For starters, there's a _lot_ of biomedical entrepreneurial technology work
done outside of these two area.

Or look at the mini-mill revolution in steel production
(<http://en.wikipedia.org/wiki/Minimill>).

Those are just two examples where the state of the art is being pushed hard.
Less technologically advanced (often disruptive innovations (which mini-mills
sort of are due to their feedstocks vs. equipment)) happen all over the place,
I could dig up a bunch of examples in firearms, especially accessories (e.g.
EOTech in Ann Arbor, Michigan). Or my parents in the early '80s when consumer
use of C-band transmissions took off (for people in areas not served by cable
companies; this is now down in the K-band by Direct TV and Dish):

They first helped the first company to develop remote control systems that
would move your dish from satellite to satellite.
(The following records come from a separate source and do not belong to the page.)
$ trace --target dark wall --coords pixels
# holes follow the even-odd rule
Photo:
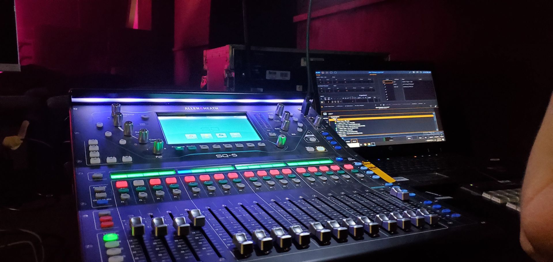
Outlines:
[[[552,90],[552,7],[545,1],[384,1],[314,18],[311,48],[432,62],[450,141],[482,158],[523,165]],[[297,25],[303,47],[305,20]]]

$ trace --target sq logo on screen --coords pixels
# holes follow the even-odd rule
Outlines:
[[[227,134],[225,133],[216,133],[215,136],[218,138],[227,138]]]

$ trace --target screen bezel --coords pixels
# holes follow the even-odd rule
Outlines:
[[[311,69],[311,81],[313,83],[313,92],[315,96],[313,105],[317,112],[321,114],[320,104],[319,101],[319,89],[316,85],[316,76],[315,72],[316,71],[330,71],[331,66],[324,64],[317,64]],[[447,129],[445,126],[443,110],[440,109],[441,103],[441,94],[437,88],[438,84],[435,77],[435,69],[432,65],[420,62],[392,62],[387,61],[382,63],[369,64],[360,66],[358,65],[349,65],[338,66],[332,68],[333,71],[430,71],[432,72],[432,78],[434,80],[434,90],[439,105],[437,107],[439,115],[440,116],[441,129],[444,132],[446,141],[424,142],[421,143],[410,143],[406,144],[385,145],[374,146],[362,146],[352,147],[366,158],[386,157],[391,156],[413,156],[420,154],[435,153],[447,151],[446,149],[451,143],[447,143],[450,139],[448,136]]]
[[[159,129],[161,130],[161,133],[163,135],[163,139],[165,140],[167,145],[170,145],[174,146],[178,145],[187,145],[201,144],[201,143],[211,144],[213,143],[236,143],[238,142],[242,142],[242,141],[227,141],[227,142],[210,142],[202,143],[201,142],[201,141],[197,141],[193,143],[169,143],[168,141],[167,140],[167,137],[165,136],[165,132],[163,130],[163,127],[161,126],[161,121],[159,120],[159,116],[221,116],[221,115],[223,116],[244,115],[246,116],[246,118],[248,120],[248,122],[252,126],[252,127],[253,129],[253,130],[255,132],[255,133],[257,135],[257,136],[259,137],[259,138],[258,140],[243,140],[242,141],[260,141],[264,140],[263,137],[261,136],[261,134],[259,133],[259,131],[257,130],[257,127],[255,127],[255,125],[254,124],[254,122],[252,122],[252,120],[250,119],[249,115],[248,114],[248,112],[246,111],[219,112],[217,113],[214,113],[212,112],[155,112],[155,117],[157,119],[158,124],[159,125]]]

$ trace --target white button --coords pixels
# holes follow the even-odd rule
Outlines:
[[[98,157],[92,157],[90,158],[90,163],[92,165],[96,165],[100,163],[100,159]]]
[[[106,158],[106,163],[117,163],[117,158],[114,156],[108,156],[107,158]]]

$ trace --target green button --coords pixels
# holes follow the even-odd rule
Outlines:
[[[179,184],[171,184],[169,185],[169,188],[171,189],[176,189],[179,188]]]
[[[196,187],[198,186],[198,183],[195,182],[191,182],[188,183],[188,186],[190,187]]]
[[[108,241],[117,241],[119,239],[119,235],[114,233],[106,234],[103,236],[103,240],[107,242]]]

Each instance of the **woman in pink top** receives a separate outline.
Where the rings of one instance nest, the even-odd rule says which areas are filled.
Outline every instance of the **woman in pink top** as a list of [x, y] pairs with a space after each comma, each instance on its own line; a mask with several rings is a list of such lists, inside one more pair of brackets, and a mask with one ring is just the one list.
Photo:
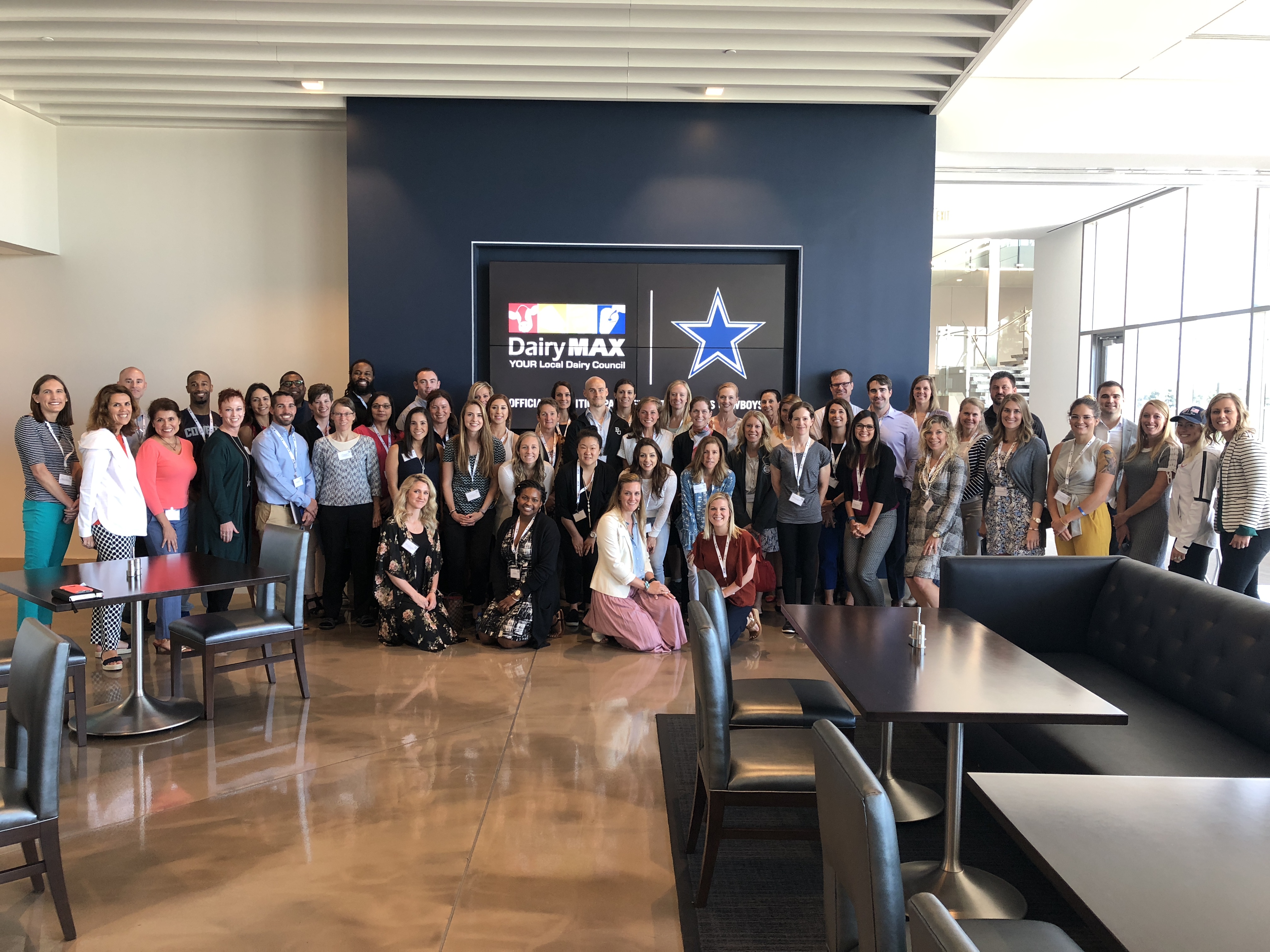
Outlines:
[[[185, 551], [189, 538], [189, 484], [198, 471], [194, 447], [180, 432], [180, 407], [160, 397], [150, 404], [150, 426], [137, 448], [137, 482], [146, 499], [146, 548], [151, 556]], [[180, 595], [159, 599], [155, 652], [171, 652], [168, 625], [180, 618]], [[187, 651], [189, 649], [185, 649]]]

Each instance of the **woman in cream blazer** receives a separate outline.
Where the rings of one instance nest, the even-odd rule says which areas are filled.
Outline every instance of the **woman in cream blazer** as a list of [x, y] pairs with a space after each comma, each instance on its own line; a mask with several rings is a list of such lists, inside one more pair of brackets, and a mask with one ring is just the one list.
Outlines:
[[612, 637], [632, 651], [678, 651], [688, 638], [671, 590], [653, 576], [644, 537], [644, 498], [639, 473], [617, 480], [608, 510], [596, 526], [596, 571], [591, 576], [591, 637]]

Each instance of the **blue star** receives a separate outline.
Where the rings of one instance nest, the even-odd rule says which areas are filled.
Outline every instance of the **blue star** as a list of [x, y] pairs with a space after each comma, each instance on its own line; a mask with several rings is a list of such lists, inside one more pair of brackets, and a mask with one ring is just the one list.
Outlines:
[[[721, 324], [716, 322], [715, 317], [723, 319]], [[767, 321], [728, 320], [728, 306], [724, 305], [719, 288], [715, 288], [715, 300], [710, 305], [709, 317], [704, 321], [671, 322], [697, 341], [697, 355], [692, 360], [692, 369], [688, 371], [688, 378], [692, 378], [715, 360], [721, 360], [744, 377], [745, 366], [740, 362], [740, 352], [737, 350], [737, 344], [762, 327]]]

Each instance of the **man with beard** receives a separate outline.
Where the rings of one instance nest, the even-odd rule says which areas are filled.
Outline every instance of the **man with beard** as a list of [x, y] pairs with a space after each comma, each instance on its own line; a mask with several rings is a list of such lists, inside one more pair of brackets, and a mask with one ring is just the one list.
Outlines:
[[251, 440], [260, 501], [255, 505], [255, 528], [296, 526], [309, 528], [318, 514], [309, 447], [291, 425], [296, 418], [296, 401], [291, 393], [277, 391], [269, 400], [273, 423]]
[[356, 426], [371, 425], [371, 393], [375, 392], [375, 364], [370, 360], [354, 360], [348, 368], [348, 390], [344, 396], [353, 401], [357, 411]]
[[283, 373], [278, 380], [278, 390], [283, 393], [291, 393], [291, 399], [296, 401], [296, 419], [292, 421], [296, 429], [314, 418], [312, 407], [305, 402], [305, 376], [300, 371]]

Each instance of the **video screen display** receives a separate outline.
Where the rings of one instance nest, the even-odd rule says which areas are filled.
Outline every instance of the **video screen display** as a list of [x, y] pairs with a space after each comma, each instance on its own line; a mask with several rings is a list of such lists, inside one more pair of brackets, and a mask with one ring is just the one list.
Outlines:
[[535, 424], [538, 400], [566, 381], [582, 406], [598, 376], [639, 396], [685, 380], [712, 397], [732, 381], [739, 409], [780, 388], [785, 368], [784, 264], [583, 264], [491, 261], [490, 383], [512, 404], [511, 425]]

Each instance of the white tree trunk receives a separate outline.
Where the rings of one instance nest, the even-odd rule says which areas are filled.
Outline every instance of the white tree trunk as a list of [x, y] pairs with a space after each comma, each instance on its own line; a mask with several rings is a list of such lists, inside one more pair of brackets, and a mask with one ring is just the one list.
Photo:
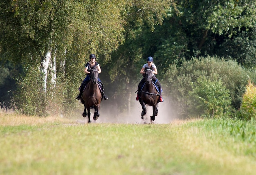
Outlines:
[[47, 90], [47, 76], [48, 73], [47, 70], [49, 66], [49, 63], [52, 59], [52, 53], [50, 51], [47, 51], [41, 60], [40, 71], [43, 75], [43, 85], [44, 91], [46, 92]]
[[54, 52], [54, 56], [52, 57], [52, 60], [49, 63], [49, 70], [51, 76], [51, 83], [54, 88], [56, 86], [56, 50]]

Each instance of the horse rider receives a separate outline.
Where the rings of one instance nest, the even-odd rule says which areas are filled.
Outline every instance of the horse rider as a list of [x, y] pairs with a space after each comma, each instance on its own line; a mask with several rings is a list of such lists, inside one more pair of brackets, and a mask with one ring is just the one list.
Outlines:
[[[89, 57], [90, 61], [87, 62], [87, 63], [85, 64], [84, 70], [84, 72], [85, 74], [87, 74], [87, 75], [83, 80], [83, 83], [82, 83], [81, 85], [79, 88], [79, 90], [80, 90], [79, 95], [76, 97], [76, 99], [78, 100], [81, 99], [82, 93], [83, 93], [83, 90], [85, 87], [85, 85], [87, 84], [87, 83], [90, 81], [90, 74], [92, 68], [94, 67], [95, 67], [98, 69], [98, 72], [99, 74], [101, 72], [101, 70], [99, 66], [99, 64], [95, 61], [95, 60], [96, 60], [96, 56], [94, 54], [91, 54]], [[102, 89], [101, 92], [102, 98], [104, 99], [104, 100], [108, 99], [108, 96], [104, 94], [104, 87], [103, 86], [103, 84], [101, 83], [101, 81], [100, 80], [99, 78], [98, 79], [98, 81], [100, 82], [102, 85]]]
[[138, 91], [137, 93], [137, 96], [136, 97], [136, 100], [139, 100], [139, 94], [141, 90], [141, 88], [142, 85], [146, 81], [145, 76], [144, 76], [144, 74], [145, 74], [145, 68], [146, 67], [149, 67], [150, 68], [150, 69], [152, 70], [152, 80], [153, 81], [154, 83], [155, 83], [158, 87], [159, 88], [159, 91], [160, 92], [160, 98], [159, 98], [159, 102], [162, 102], [164, 101], [164, 99], [162, 97], [162, 96], [161, 95], [161, 92], [163, 91], [162, 90], [162, 88], [161, 87], [161, 84], [159, 82], [159, 81], [157, 78], [157, 77], [155, 75], [157, 75], [157, 67], [155, 65], [153, 62], [154, 59], [153, 57], [151, 56], [149, 56], [147, 58], [147, 63], [144, 64], [143, 66], [142, 66], [142, 68], [141, 70], [139, 73], [143, 75], [143, 78], [140, 81], [140, 82], [139, 83], [139, 85], [138, 85]]

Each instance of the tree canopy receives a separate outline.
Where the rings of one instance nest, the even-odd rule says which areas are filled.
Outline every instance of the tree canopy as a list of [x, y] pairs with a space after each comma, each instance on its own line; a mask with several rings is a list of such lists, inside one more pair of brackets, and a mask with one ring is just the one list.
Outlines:
[[110, 95], [121, 99], [132, 91], [149, 56], [160, 80], [174, 65], [195, 58], [217, 56], [254, 68], [256, 5], [250, 0], [2, 0], [0, 80], [12, 79], [22, 90], [16, 100], [26, 89], [38, 93], [40, 86], [33, 85], [42, 82], [47, 93], [58, 89], [59, 101], [71, 104], [91, 53]]

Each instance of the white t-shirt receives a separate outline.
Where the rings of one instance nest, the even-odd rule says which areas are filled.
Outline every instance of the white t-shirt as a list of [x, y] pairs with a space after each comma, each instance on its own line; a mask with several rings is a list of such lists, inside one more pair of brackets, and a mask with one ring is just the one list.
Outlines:
[[[144, 67], [145, 68], [146, 67], [148, 67], [148, 63], [146, 63], [144, 65], [143, 65], [143, 66], [142, 66], [142, 67]], [[152, 63], [152, 71], [154, 71], [155, 69], [156, 69], [156, 68], [157, 68], [157, 67], [155, 65], [154, 63]], [[155, 74], [152, 73], [152, 75], [153, 76], [155, 75]]]

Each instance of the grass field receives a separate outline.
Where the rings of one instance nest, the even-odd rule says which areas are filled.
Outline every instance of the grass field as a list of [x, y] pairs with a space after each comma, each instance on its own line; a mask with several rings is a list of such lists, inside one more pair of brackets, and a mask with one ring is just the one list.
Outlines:
[[253, 175], [255, 124], [85, 124], [0, 113], [0, 174]]

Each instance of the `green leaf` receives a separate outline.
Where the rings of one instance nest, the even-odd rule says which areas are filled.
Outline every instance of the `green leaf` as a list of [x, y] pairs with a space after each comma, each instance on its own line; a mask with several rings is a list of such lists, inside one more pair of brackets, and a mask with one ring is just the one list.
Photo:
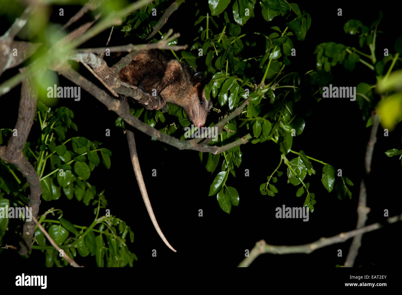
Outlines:
[[229, 196], [224, 194], [223, 187], [216, 195], [216, 199], [218, 200], [221, 208], [228, 214], [230, 214], [232, 209], [232, 203]]
[[225, 189], [225, 195], [230, 197], [230, 201], [234, 206], [237, 206], [239, 205], [240, 199], [239, 193], [234, 187], [231, 186], [226, 187]]
[[[85, 238], [86, 238], [86, 236]], [[83, 257], [86, 257], [89, 255], [89, 250], [88, 250], [88, 247], [85, 246], [83, 238], [79, 239], [77, 244], [78, 246], [78, 252], [80, 255]]]
[[[0, 133], [1, 132], [0, 131]], [[8, 226], [8, 210], [9, 208], [10, 200], [8, 199], [0, 199], [0, 241], [5, 234], [6, 230]], [[2, 216], [4, 216], [4, 218], [2, 217]]]
[[388, 150], [385, 152], [385, 154], [388, 157], [392, 157], [402, 154], [402, 150], [398, 150], [397, 149], [393, 149], [392, 150]]
[[[248, 0], [236, 0], [234, 2], [232, 9], [235, 21], [240, 26], [245, 24], [253, 14], [254, 5]], [[246, 14], [248, 15], [246, 15]]]
[[[71, 177], [72, 174], [71, 170], [66, 170], [62, 173], [59, 170], [56, 173], [57, 182], [60, 186], [64, 187], [67, 186], [71, 182]], [[62, 176], [60, 176], [60, 175]]]
[[272, 137], [272, 135], [269, 136], [269, 133], [271, 131], [271, 123], [267, 120], [264, 120], [264, 123], [263, 123], [263, 136], [267, 140], [270, 140]]
[[53, 198], [53, 194], [50, 185], [50, 179], [45, 178], [41, 181], [41, 187], [42, 188], [42, 197], [45, 201], [50, 201]]
[[103, 267], [105, 264], [105, 242], [103, 241], [103, 238], [101, 234], [97, 236], [95, 239], [96, 243], [96, 248], [95, 252], [95, 260], [96, 262], [96, 265], [98, 267]]
[[74, 196], [74, 185], [72, 182], [70, 182], [70, 184], [67, 186], [63, 187], [63, 191], [67, 197], [67, 199], [71, 200]]
[[50, 226], [47, 232], [57, 245], [62, 245], [68, 237], [68, 231], [61, 225]]
[[82, 188], [77, 184], [76, 184], [74, 187], [75, 188], [74, 194], [76, 195], [76, 198], [78, 201], [80, 201], [82, 199], [82, 197], [84, 197], [85, 189]]
[[322, 167], [322, 172], [321, 182], [328, 192], [330, 193], [334, 189], [335, 182], [335, 169], [327, 164]]
[[278, 190], [277, 189], [277, 188], [275, 187], [275, 186], [273, 184], [269, 185], [269, 189], [272, 191], [273, 192], [275, 193], [278, 193]]
[[110, 157], [109, 157], [109, 155], [104, 153], [102, 150], [100, 151], [100, 154], [102, 155], [102, 163], [105, 165], [105, 167], [107, 169], [109, 169], [110, 168], [111, 164]]
[[76, 162], [74, 164], [74, 171], [83, 179], [88, 179], [91, 175], [89, 167], [86, 163], [83, 162]]
[[254, 134], [254, 136], [256, 137], [258, 137], [261, 134], [261, 123], [258, 120], [256, 120], [254, 124], [252, 125], [252, 131]]
[[90, 189], [86, 189], [84, 194], [84, 200], [82, 201], [84, 203], [88, 206], [89, 205], [89, 202], [94, 198], [94, 194]]
[[293, 121], [293, 126], [296, 130], [296, 134], [300, 135], [304, 130], [306, 122], [303, 118], [297, 117]]
[[307, 158], [307, 156], [306, 156], [306, 154], [304, 153], [304, 152], [302, 150], [300, 150], [299, 153], [300, 155], [300, 157], [302, 157], [302, 159], [303, 159], [303, 161], [304, 162], [304, 164], [306, 165], [306, 167], [307, 167], [307, 169], [311, 169], [313, 168], [313, 165], [311, 164], [311, 162], [310, 162], [308, 158]]
[[88, 160], [95, 165], [98, 165], [100, 163], [100, 160], [98, 156], [98, 153], [96, 151], [91, 151], [88, 152]]
[[[289, 162], [291, 165], [292, 169], [296, 174], [296, 175], [293, 175], [289, 168], [288, 168], [287, 169], [287, 178], [289, 182], [295, 186], [301, 183], [298, 178], [299, 178], [302, 181], [306, 178], [307, 174], [307, 168], [306, 168], [304, 163], [300, 157], [294, 158], [289, 161]], [[278, 175], [279, 175], [279, 172], [278, 173]]]
[[211, 14], [218, 15], [228, 7], [230, 0], [208, 0], [208, 2]]
[[213, 195], [216, 193], [220, 189], [224, 179], [227, 176], [227, 171], [222, 171], [217, 174], [209, 187], [208, 195]]
[[60, 218], [59, 220], [64, 228], [73, 233], [76, 235], [76, 236], [80, 235], [80, 232], [77, 230], [77, 229], [75, 228], [71, 222], [63, 218]]
[[303, 187], [299, 187], [297, 191], [296, 192], [296, 196], [301, 197], [304, 193], [304, 189]]
[[109, 156], [112, 155], [112, 151], [110, 150], [107, 149], [102, 148], [100, 149], [100, 151], [102, 153], [104, 153], [105, 154]]
[[60, 157], [64, 156], [67, 150], [67, 148], [66, 147], [66, 146], [64, 144], [58, 145], [56, 147], [56, 153]]

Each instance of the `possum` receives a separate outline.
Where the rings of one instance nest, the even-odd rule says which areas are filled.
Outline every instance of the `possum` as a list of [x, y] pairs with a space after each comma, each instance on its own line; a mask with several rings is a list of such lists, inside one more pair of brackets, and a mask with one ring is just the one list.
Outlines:
[[[205, 97], [204, 74], [196, 72], [168, 51], [141, 51], [121, 69], [118, 77], [138, 87], [148, 97], [144, 107], [146, 109], [159, 110], [170, 102], [182, 107], [195, 126], [205, 125], [212, 104]], [[148, 105], [152, 96], [156, 97], [158, 106]]]

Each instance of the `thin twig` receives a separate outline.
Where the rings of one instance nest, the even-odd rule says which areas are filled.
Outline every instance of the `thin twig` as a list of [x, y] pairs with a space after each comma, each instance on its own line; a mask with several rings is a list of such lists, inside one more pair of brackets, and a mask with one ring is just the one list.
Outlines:
[[[129, 112], [130, 107], [129, 106], [128, 101], [127, 98], [123, 97], [122, 98], [121, 104], [126, 111]], [[160, 237], [160, 238], [163, 241], [165, 244], [168, 247], [170, 250], [176, 252], [176, 250], [168, 242], [167, 239], [165, 237], [163, 233], [162, 232], [162, 230], [159, 227], [159, 225], [158, 224], [158, 222], [156, 221], [156, 218], [155, 216], [154, 210], [152, 210], [152, 206], [151, 205], [151, 201], [150, 200], [148, 193], [147, 192], [147, 188], [145, 186], [145, 183], [144, 182], [144, 179], [142, 177], [142, 172], [141, 172], [141, 168], [139, 166], [138, 155], [137, 152], [137, 148], [135, 147], [135, 140], [134, 138], [134, 133], [128, 129], [126, 129], [125, 131], [127, 134], [127, 141], [128, 142], [128, 147], [130, 151], [130, 155], [131, 157], [131, 162], [133, 164], [133, 168], [134, 169], [134, 172], [135, 174], [137, 182], [138, 184], [138, 187], [139, 187], [139, 191], [141, 193], [142, 199], [144, 201], [144, 203], [145, 204], [145, 207], [146, 207], [148, 214], [149, 214], [152, 224], [154, 224], [154, 226], [159, 235], [159, 236]]]
[[[392, 224], [400, 220], [402, 220], [402, 214], [390, 217], [387, 218], [387, 222], [389, 224]], [[330, 238], [321, 238], [319, 240], [312, 243], [297, 246], [269, 245], [267, 244], [263, 240], [261, 240], [256, 243], [255, 246], [250, 251], [249, 256], [246, 257], [239, 264], [238, 267], [246, 267], [249, 266], [260, 254], [265, 253], [271, 254], [305, 253], [309, 254], [317, 249], [335, 244], [343, 243], [351, 238], [357, 235], [372, 232], [382, 227], [383, 227], [383, 225], [377, 222], [361, 228], [347, 232], [342, 232], [339, 234]]]
[[168, 7], [166, 10], [165, 10], [165, 12], [162, 15], [162, 17], [160, 18], [160, 19], [154, 27], [154, 29], [152, 30], [152, 31], [147, 37], [146, 40], [149, 40], [153, 37], [156, 33], [159, 32], [162, 27], [166, 23], [166, 22], [168, 20], [168, 18], [170, 16], [170, 15], [172, 13], [177, 10], [177, 8], [178, 8], [178, 6], [180, 6], [180, 4], [184, 2], [184, 1], [185, 0], [176, 0], [172, 3], [170, 6]]
[[[367, 143], [366, 149], [366, 155], [365, 157], [365, 168], [366, 177], [371, 170], [370, 167], [373, 159], [373, 152], [374, 151], [374, 144], [377, 141], [377, 133], [379, 124], [379, 115], [375, 111], [372, 115], [373, 116], [373, 125], [370, 133], [370, 138]], [[359, 203], [357, 205], [357, 223], [356, 228], [360, 228], [364, 226], [367, 220], [367, 215], [370, 212], [370, 208], [367, 206], [367, 191], [365, 183], [365, 178], [362, 178], [360, 182], [360, 191], [359, 195]], [[361, 246], [362, 234], [356, 236], [352, 241], [352, 244], [349, 248], [349, 252], [343, 266], [345, 267], [352, 267], [355, 264], [356, 258], [359, 254], [359, 250]]]
[[[26, 206], [25, 208], [27, 209], [27, 210], [29, 210], [30, 212], [31, 212], [31, 210], [29, 209], [29, 208], [28, 208], [28, 207]], [[31, 214], [32, 214], [31, 212]], [[63, 250], [61, 248], [60, 248], [59, 247], [59, 246], [57, 245], [57, 244], [56, 244], [56, 242], [53, 240], [53, 239], [51, 238], [51, 237], [50, 236], [49, 234], [47, 233], [47, 232], [46, 231], [46, 230], [45, 230], [43, 228], [43, 227], [42, 226], [42, 225], [41, 224], [40, 224], [39, 222], [38, 222], [38, 220], [37, 220], [37, 219], [35, 218], [34, 216], [32, 216], [32, 215], [31, 215], [31, 216], [32, 216], [32, 219], [33, 220], [33, 221], [35, 222], [35, 223], [36, 224], [36, 225], [38, 226], [38, 227], [39, 228], [39, 229], [42, 231], [42, 232], [43, 233], [43, 234], [44, 234], [46, 236], [46, 238], [47, 238], [47, 239], [49, 240], [49, 242], [50, 242], [50, 244], [52, 244], [52, 246], [53, 246], [53, 247], [56, 248], [56, 249], [57, 250], [57, 252], [59, 253], [60, 253], [60, 250], [64, 251], [64, 250]], [[72, 267], [84, 267], [81, 266], [80, 265], [78, 264], [78, 263], [74, 261], [74, 260], [70, 258], [70, 257], [68, 256], [68, 255], [67, 254], [66, 254], [65, 255], [63, 254], [62, 257], [65, 259], [67, 260], [67, 261], [68, 261], [68, 263], [70, 264], [70, 265], [71, 265]]]

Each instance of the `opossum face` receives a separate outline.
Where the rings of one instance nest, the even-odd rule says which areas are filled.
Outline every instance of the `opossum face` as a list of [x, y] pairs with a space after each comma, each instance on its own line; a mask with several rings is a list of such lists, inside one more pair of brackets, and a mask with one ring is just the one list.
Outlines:
[[186, 114], [196, 127], [201, 128], [205, 125], [207, 116], [212, 107], [212, 102], [205, 97], [204, 74], [197, 73], [191, 78], [193, 87], [191, 92], [191, 99], [183, 106]]

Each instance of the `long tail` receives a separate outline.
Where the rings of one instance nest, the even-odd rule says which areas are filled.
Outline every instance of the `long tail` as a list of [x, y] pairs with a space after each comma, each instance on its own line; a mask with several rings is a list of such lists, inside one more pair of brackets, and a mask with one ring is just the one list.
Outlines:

One eventual extension of
this or spinoff was small (e.g. 4 feet) dishes that would fold down for
travel, e.g you could put one on top of your RV.

But the more interesting work was in LNBs
(<http://en.wikipedia.org/wiki/Low_noise_block-downconverter>), which combine
a low noise amplifier with down conversion for easy signal transmission to the
receiver inside the home. This was fairly advanced stuff for the era, the
usual analog stuff, surface mount construction way before it was (widely) used
in computers, they'd put them in a freezer and bake them, etc.

All done in the deepest of Red State SW Missouri, in the Joplin area.

There's lots more entrepreneurial stuff my family did from this location,
that's just one of the the highest tech examples.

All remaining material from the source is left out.